Sunday, December 18, 2005

The deep midwinter

Okay, it's true. I love snow, and since my inner child started playing with matches, I prefer the cold as well.

There are few things more beautiful than falling snow.
Sometimes the snow is heavy and wet, dropping from the sky in huge, exuberant globs. Other times the dry, crisp snow sparkles its way to the earth.

The sound of snow as it falls is the most gentle sigh, one of deep contentment. The quiet is deep and comforting. The harsh sounds of modern life are buried in the cold blanket. It doesn't hurt that snowy roads slow the traffic on the highway out front. As the break-neck urgency of the present gives way to the cautious crawl on the slippery drive I am reminded that this road, which began as in pathway for the native people, has welcomed travelers from ages past.

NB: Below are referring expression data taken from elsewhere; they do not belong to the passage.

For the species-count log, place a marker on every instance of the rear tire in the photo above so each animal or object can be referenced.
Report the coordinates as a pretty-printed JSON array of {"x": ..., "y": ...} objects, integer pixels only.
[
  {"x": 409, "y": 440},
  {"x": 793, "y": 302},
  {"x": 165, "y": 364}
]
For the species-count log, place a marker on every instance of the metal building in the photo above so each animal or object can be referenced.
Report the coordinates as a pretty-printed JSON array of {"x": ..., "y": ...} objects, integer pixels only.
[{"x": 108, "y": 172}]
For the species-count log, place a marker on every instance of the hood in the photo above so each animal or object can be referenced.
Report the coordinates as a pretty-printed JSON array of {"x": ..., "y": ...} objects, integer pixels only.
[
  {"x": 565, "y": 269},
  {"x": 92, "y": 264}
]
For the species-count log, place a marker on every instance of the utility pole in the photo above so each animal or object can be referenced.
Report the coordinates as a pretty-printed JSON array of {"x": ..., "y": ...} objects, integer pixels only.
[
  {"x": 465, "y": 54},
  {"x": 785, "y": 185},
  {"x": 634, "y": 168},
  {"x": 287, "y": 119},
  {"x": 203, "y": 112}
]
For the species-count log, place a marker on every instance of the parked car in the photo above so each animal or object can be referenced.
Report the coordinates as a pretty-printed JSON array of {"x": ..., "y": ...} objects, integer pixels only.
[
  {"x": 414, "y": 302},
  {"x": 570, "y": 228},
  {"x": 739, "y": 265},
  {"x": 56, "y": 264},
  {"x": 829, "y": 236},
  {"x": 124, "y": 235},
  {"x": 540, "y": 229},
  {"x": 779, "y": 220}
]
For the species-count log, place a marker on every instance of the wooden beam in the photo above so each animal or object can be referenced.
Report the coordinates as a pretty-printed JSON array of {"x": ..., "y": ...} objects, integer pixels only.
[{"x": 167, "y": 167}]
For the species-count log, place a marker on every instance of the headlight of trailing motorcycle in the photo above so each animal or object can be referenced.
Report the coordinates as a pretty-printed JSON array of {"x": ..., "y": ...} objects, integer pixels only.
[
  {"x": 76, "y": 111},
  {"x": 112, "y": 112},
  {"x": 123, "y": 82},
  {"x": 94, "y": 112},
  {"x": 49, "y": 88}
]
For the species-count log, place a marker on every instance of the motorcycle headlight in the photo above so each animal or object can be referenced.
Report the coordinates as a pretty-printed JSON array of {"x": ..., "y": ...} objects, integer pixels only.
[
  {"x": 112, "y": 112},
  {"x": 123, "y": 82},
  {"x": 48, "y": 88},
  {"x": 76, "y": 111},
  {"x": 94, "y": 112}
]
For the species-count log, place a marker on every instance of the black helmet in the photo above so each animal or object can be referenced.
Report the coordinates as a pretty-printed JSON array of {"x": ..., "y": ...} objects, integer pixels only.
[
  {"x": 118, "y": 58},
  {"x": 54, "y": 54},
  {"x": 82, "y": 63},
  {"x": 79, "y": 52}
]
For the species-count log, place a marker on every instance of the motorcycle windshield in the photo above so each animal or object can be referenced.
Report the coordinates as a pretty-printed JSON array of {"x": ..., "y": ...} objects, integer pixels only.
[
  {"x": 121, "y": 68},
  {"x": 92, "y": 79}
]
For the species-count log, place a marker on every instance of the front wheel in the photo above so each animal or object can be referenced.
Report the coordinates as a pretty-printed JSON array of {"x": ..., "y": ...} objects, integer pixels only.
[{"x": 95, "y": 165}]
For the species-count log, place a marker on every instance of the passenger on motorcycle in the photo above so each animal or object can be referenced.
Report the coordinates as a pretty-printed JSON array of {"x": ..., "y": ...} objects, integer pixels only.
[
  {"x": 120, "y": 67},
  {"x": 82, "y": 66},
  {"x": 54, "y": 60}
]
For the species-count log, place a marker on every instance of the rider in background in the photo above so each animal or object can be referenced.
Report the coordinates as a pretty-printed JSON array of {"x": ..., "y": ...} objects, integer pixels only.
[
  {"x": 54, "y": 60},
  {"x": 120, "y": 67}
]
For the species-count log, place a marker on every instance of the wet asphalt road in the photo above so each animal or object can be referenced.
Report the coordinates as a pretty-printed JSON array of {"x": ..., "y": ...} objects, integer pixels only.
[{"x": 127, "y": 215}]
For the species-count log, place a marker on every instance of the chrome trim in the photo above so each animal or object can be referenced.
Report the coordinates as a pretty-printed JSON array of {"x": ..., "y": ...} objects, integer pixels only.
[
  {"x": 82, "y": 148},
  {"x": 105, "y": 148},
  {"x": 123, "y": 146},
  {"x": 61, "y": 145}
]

Living in an old house is always an adventure. Many of the windows still hold glass created more than 150 years ago. As I watch the snow fall I wonder who else has watched the seasons through these panes. Did she too try to capture the spell of the moment? Did she store up the textures and sounds in her minds eye? Perhaps she was too practical for so frivolous a pursuit.

Snow will come again, but will I be here to see it? I'm watching, listening, learning just in case.